CLINIC's comments will likely focus on the argument "that the administration is trying to push a false choice" by implying that since the public and the courts rejected family separation, "the only other option is to detain children with their families," Sullivan said. "That's not an acceptable alternative, and there are better options."
Sullivan and Kevin Appleby, Senior Director of International Migration Policy for the Center for Migration Studies of New York, both pointed to alternatives to detention such as a family case management program whereby Catholic Charities and other sponsors help families find housing, services and legal aid and ensure they return for court dates.

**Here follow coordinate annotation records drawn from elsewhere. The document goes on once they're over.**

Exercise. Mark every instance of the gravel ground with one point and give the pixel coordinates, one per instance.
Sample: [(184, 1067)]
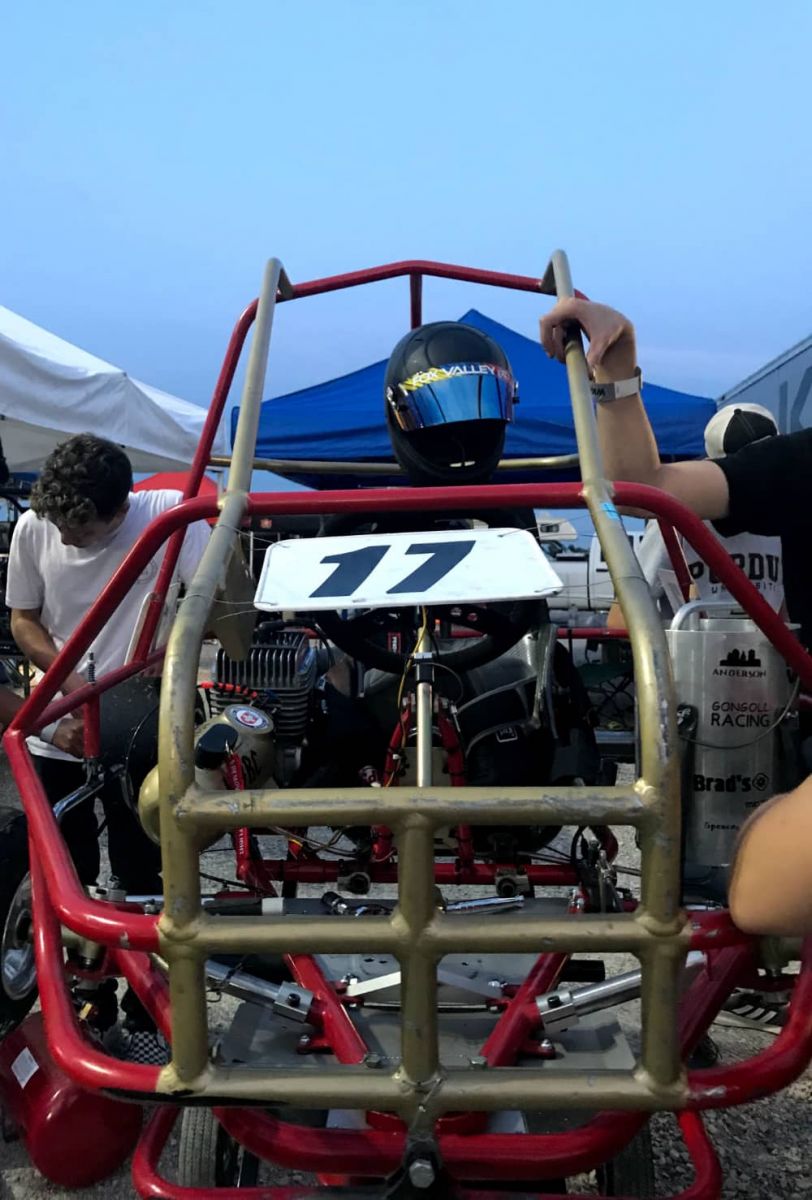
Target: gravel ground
[(765, 1147)]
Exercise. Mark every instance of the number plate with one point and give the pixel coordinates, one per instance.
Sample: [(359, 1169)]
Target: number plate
[(403, 569)]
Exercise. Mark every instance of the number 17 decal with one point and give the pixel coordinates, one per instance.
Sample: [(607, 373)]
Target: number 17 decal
[(354, 568), (441, 559)]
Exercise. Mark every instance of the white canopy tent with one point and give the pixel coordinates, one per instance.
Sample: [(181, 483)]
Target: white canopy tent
[(49, 390)]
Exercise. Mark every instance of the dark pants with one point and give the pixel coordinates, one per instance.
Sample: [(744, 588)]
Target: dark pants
[(134, 858)]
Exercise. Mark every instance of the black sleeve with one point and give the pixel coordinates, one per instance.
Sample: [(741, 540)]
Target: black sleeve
[(770, 485)]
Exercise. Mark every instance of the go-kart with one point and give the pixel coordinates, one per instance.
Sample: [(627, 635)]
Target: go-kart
[(421, 955)]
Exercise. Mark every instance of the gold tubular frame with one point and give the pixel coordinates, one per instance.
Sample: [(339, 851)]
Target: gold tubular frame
[(417, 933)]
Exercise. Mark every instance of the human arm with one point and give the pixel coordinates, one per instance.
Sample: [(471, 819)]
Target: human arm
[(770, 889), (36, 643), (627, 443)]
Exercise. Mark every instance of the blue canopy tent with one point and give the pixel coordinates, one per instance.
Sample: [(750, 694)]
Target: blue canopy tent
[(343, 419)]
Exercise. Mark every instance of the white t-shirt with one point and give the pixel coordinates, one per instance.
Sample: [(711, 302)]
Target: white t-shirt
[(758, 557), (64, 581)]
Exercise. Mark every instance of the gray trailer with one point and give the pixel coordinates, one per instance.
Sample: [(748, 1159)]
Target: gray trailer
[(783, 385)]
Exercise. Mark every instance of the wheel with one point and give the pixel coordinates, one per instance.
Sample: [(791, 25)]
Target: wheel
[(631, 1171), (208, 1157), (18, 976)]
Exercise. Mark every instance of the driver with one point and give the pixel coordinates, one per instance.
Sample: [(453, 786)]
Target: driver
[(450, 395)]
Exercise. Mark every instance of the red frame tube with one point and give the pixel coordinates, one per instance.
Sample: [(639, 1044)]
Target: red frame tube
[(677, 557), (152, 1186)]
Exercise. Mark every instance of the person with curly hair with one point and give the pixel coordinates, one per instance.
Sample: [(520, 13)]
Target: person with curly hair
[(83, 521)]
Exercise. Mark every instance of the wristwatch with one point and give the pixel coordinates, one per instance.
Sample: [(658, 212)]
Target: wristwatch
[(605, 393)]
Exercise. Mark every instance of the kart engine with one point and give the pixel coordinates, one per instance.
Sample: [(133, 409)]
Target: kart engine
[(282, 665)]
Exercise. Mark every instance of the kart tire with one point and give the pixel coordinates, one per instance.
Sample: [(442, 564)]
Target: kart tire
[(18, 979), (631, 1171), (208, 1157)]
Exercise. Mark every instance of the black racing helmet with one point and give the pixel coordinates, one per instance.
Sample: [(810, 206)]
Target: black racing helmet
[(449, 395)]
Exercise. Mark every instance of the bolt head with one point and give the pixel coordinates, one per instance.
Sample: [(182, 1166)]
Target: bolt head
[(421, 1173)]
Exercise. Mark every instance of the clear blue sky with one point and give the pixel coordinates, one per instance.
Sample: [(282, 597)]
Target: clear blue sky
[(155, 154)]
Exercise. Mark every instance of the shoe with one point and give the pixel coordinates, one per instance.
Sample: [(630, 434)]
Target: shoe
[(131, 1044), (756, 1011)]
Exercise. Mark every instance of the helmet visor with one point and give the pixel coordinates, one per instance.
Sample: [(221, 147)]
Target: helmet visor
[(462, 391)]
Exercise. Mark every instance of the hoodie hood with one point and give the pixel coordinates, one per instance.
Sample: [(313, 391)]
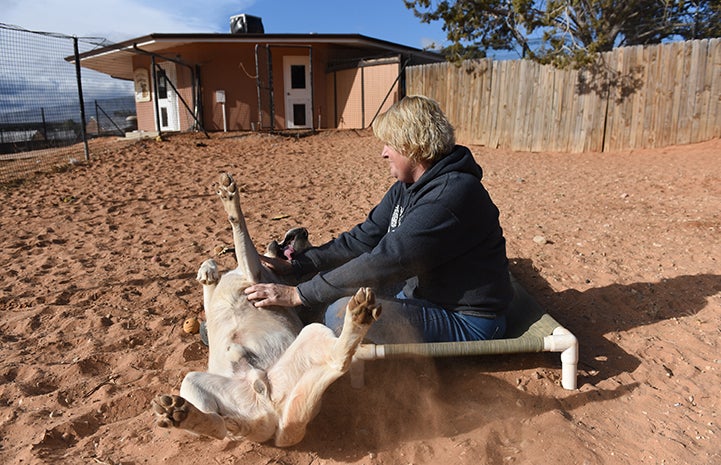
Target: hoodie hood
[(460, 160)]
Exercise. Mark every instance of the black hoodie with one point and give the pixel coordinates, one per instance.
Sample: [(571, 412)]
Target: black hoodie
[(440, 235)]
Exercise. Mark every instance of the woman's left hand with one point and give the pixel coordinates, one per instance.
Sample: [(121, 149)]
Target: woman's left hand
[(268, 295)]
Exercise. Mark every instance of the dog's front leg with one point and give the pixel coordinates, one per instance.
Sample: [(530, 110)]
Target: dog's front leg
[(208, 276), (322, 360), (175, 411), (245, 252)]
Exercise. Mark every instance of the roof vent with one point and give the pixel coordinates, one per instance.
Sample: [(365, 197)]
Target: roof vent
[(244, 24)]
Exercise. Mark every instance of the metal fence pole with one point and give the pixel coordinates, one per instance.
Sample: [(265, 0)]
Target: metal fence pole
[(80, 98)]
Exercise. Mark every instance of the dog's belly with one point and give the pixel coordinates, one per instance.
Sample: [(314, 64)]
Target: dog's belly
[(241, 335)]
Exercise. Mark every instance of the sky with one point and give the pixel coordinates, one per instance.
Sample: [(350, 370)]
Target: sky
[(119, 20)]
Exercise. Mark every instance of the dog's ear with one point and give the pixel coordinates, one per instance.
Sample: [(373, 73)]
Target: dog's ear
[(273, 250)]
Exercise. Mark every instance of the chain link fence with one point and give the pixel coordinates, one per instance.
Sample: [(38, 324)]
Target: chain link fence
[(48, 107)]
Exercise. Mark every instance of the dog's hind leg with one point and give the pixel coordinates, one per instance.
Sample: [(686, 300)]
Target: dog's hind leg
[(318, 359), (245, 252)]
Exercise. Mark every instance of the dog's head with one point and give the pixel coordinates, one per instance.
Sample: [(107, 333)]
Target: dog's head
[(295, 240)]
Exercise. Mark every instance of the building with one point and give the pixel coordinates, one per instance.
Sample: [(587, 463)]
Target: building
[(250, 80)]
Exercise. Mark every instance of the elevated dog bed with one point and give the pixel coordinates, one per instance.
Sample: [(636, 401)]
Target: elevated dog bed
[(530, 329)]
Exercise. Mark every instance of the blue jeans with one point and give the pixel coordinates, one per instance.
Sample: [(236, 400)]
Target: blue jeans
[(405, 320)]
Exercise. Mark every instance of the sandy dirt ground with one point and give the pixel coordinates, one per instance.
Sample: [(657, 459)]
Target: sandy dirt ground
[(98, 266)]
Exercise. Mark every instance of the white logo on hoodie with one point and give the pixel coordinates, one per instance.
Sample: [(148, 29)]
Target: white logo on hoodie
[(396, 218)]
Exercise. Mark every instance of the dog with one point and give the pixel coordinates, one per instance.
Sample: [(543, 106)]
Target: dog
[(266, 373)]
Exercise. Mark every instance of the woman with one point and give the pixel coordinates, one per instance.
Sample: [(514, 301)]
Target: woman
[(433, 248)]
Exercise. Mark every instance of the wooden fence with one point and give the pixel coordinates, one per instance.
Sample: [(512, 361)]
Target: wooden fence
[(636, 97)]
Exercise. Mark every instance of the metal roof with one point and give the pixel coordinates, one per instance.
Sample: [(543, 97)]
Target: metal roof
[(116, 59)]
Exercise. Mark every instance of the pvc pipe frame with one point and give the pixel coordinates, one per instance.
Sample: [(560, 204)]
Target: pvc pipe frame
[(562, 340)]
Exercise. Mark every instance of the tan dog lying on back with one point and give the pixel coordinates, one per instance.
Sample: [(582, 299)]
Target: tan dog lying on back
[(266, 374)]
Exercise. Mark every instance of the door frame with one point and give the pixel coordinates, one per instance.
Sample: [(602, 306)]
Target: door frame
[(297, 96), (169, 118)]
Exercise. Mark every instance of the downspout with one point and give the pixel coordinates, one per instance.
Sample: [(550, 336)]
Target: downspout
[(312, 90), (258, 88), (155, 96)]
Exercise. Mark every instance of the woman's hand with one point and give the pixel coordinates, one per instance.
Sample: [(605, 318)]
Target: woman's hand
[(268, 295)]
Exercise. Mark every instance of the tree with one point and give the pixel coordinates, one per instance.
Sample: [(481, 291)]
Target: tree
[(564, 32)]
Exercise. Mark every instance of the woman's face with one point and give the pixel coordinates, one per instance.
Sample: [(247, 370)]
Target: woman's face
[(402, 168)]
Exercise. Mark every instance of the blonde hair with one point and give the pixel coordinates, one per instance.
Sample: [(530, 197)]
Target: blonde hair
[(416, 127)]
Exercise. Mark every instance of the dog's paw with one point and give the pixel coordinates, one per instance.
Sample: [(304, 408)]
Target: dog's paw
[(208, 272), (362, 307), (169, 410), (228, 193), (227, 188)]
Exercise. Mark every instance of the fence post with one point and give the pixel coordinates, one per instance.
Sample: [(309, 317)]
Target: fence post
[(80, 97)]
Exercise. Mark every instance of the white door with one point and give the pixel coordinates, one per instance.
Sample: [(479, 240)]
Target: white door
[(298, 104), (167, 98)]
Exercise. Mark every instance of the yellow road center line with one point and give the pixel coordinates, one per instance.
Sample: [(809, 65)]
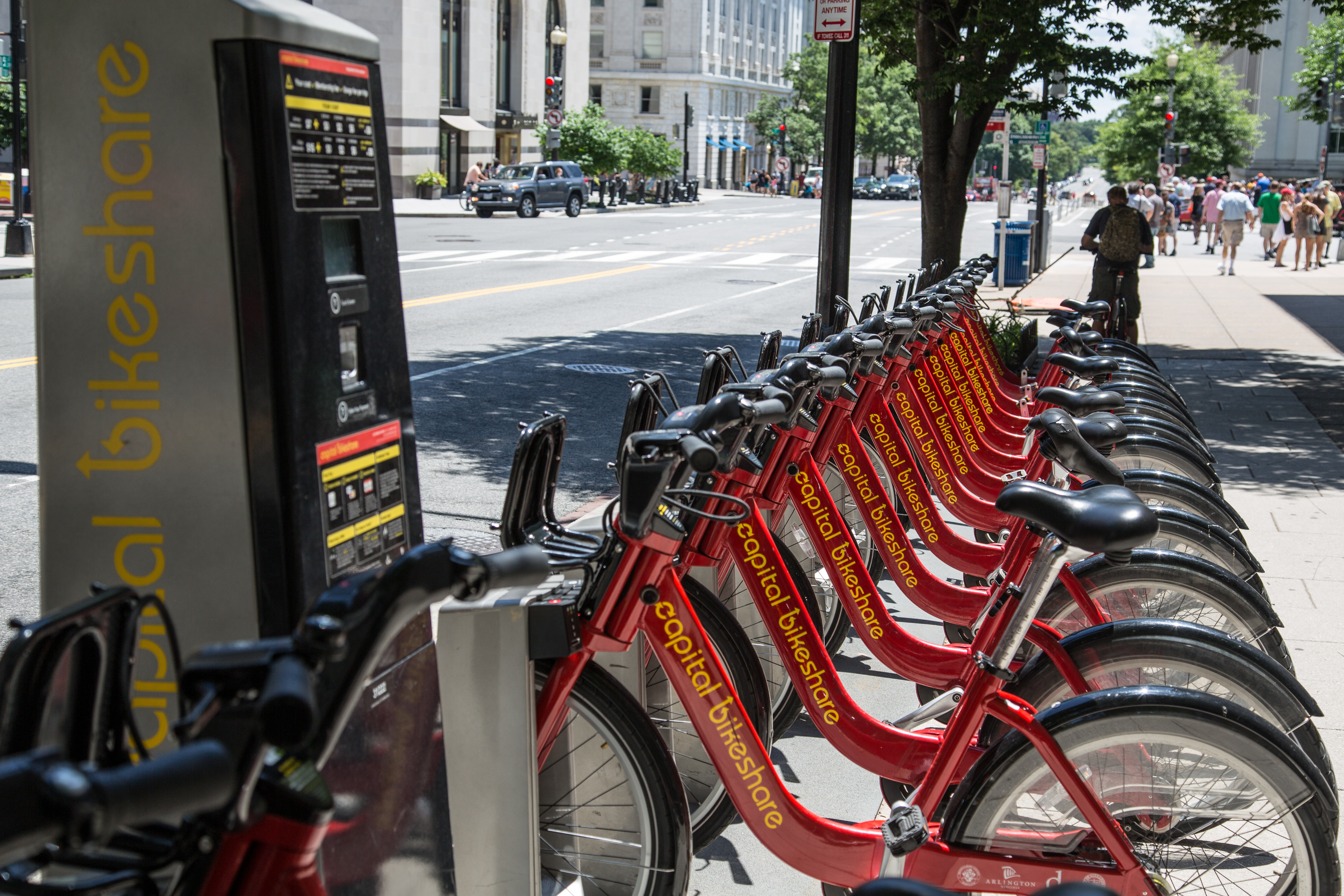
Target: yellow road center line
[(472, 293)]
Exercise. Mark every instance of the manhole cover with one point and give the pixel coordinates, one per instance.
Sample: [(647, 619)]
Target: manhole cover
[(599, 369)]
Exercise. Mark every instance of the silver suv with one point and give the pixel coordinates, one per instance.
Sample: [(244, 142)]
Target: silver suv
[(531, 187)]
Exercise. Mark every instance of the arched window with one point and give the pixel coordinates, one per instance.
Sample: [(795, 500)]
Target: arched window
[(504, 57)]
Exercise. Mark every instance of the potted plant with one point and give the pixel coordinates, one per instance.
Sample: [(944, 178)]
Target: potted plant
[(431, 185)]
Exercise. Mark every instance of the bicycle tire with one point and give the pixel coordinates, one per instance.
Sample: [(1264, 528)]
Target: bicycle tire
[(1164, 585), (785, 706), (1174, 655), (1168, 489), (581, 789), (1156, 731), (710, 807), (1154, 453)]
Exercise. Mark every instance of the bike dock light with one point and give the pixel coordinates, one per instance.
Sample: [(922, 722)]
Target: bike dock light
[(225, 409)]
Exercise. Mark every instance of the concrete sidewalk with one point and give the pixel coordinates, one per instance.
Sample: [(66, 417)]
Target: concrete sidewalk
[(1259, 359)]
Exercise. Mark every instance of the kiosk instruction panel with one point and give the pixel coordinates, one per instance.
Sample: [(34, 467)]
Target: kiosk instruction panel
[(333, 159)]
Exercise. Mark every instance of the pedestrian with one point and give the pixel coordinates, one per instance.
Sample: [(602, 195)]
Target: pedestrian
[(1234, 207), (1267, 210), (1307, 228), (1166, 222), (1285, 222), (1119, 234), (1213, 218), (1333, 210), (1197, 210), (1139, 202)]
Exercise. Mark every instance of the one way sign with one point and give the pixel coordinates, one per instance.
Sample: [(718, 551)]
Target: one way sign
[(834, 21)]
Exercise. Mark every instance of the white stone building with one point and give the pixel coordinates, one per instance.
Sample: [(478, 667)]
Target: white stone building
[(648, 58), (1289, 147), (463, 80)]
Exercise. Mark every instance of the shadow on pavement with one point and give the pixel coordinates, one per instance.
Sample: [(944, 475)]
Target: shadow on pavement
[(468, 420)]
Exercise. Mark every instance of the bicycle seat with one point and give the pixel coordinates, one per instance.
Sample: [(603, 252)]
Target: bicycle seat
[(1089, 367), (1061, 441), (1107, 519), (1088, 308), (1081, 402), (1101, 430)]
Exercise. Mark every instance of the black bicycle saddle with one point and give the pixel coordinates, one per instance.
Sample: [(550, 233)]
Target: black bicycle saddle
[(1107, 519), (1088, 367), (1081, 402), (1061, 441), (1086, 308)]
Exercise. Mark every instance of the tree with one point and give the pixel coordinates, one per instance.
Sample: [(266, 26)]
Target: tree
[(888, 123), (970, 57), (1320, 57), (1211, 119), (651, 154), (593, 141)]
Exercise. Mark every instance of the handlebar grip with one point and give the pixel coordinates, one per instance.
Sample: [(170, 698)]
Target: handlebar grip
[(517, 567), (830, 377), (700, 453), (197, 778), (288, 706), (771, 412)]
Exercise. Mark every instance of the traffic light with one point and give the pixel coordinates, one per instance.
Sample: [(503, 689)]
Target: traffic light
[(554, 92)]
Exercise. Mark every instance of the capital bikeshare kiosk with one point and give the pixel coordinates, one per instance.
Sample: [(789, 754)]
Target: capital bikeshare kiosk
[(225, 410)]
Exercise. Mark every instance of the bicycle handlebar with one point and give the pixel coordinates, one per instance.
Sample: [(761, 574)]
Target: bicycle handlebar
[(53, 801)]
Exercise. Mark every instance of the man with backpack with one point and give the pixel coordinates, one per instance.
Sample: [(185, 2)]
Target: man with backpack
[(1120, 236)]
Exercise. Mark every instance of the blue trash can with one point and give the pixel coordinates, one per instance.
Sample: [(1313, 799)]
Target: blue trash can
[(1017, 257)]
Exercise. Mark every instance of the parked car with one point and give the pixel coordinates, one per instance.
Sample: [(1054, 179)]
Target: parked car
[(529, 189), (901, 187)]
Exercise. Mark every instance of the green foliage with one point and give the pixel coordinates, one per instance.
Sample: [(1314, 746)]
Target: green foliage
[(7, 116), (591, 140), (888, 123), (1006, 332), (431, 179), (651, 154), (1211, 117), (1319, 57)]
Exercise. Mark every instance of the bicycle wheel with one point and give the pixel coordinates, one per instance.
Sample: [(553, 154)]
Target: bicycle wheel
[(613, 811), (1213, 799), (711, 809), (835, 626), (1164, 585), (785, 706), (1174, 655)]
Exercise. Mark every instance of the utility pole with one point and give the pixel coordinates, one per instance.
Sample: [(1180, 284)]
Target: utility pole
[(838, 174)]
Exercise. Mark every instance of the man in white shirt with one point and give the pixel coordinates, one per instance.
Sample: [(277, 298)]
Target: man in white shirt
[(1236, 206), (1146, 209)]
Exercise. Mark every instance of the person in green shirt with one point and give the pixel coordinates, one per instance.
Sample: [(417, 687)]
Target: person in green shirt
[(1268, 206)]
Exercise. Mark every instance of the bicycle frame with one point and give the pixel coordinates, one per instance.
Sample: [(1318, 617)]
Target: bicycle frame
[(842, 855)]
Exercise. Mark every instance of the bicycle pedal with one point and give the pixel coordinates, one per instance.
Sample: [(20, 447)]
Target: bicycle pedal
[(905, 831)]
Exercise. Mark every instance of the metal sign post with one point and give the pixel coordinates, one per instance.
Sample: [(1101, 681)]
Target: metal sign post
[(838, 23)]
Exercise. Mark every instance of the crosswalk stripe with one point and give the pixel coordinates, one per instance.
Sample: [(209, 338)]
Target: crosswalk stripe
[(683, 260), (760, 259), (425, 257), (884, 264), (630, 257)]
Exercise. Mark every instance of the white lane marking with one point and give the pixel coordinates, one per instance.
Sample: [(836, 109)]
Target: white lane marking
[(436, 254), (884, 264), (760, 259), (609, 330), (416, 271)]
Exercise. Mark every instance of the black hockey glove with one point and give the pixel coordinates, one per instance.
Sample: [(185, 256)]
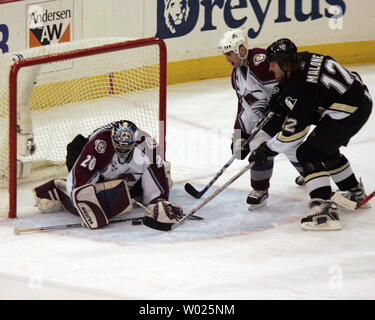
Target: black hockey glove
[(262, 155), (239, 150)]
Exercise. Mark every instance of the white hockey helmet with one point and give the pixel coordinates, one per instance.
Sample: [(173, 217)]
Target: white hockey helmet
[(232, 40)]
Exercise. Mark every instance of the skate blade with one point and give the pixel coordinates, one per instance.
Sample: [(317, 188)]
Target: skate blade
[(256, 206), (328, 226)]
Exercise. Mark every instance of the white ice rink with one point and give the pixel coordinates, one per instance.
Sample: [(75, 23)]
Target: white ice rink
[(231, 254)]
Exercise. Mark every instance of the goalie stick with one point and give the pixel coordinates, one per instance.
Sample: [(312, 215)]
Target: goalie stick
[(17, 231), (213, 195), (198, 194)]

The program is reported to be 99 percent effective and much cheaper than detention.
Perez-Bustillo mentioned ankle tracking bracelets as another tactic that has been successful in getting migrants to return for their court dates while allowing them to be released from detention.
While it is appropriate for faith-based advocates to "insist on the highest possible standard" for family detention conditions, he added, they shouldn't lose track of the obligation to challenge the entire premise "that it is legitimate to cage families." This is especially true when the families are asylum seekers requesting protection under U.S. law, he said later.
If the rule makes it through the comment period without major changes, it will likely face legal challenges, beginning with the court overseeing the Flores Settlement Agreement, said Perez-Bustillo. He speculated the rule might be a political move before the upcoming midterms rather than a policy the administration expects to be able to put in motion in the near future.
Appleby suggested that the rule might be meant to "get the word out as a deterrent" for migration, even if it doesn't survive legally.
But Appleby, Sullivan and Perez-Bustillo agreed that no form of deterrence is effective over the long term when families are facing extreme danger in their home countries.
"As long as the conditions persist that deny people a dignified life where they live, they're going to come, and the data bears that out," said Perez-Bustillo. "So until those conditions are addressed, no rhetoric will be enough, and no policy, however cruel, will be enough, because there continue to be those causes at the root."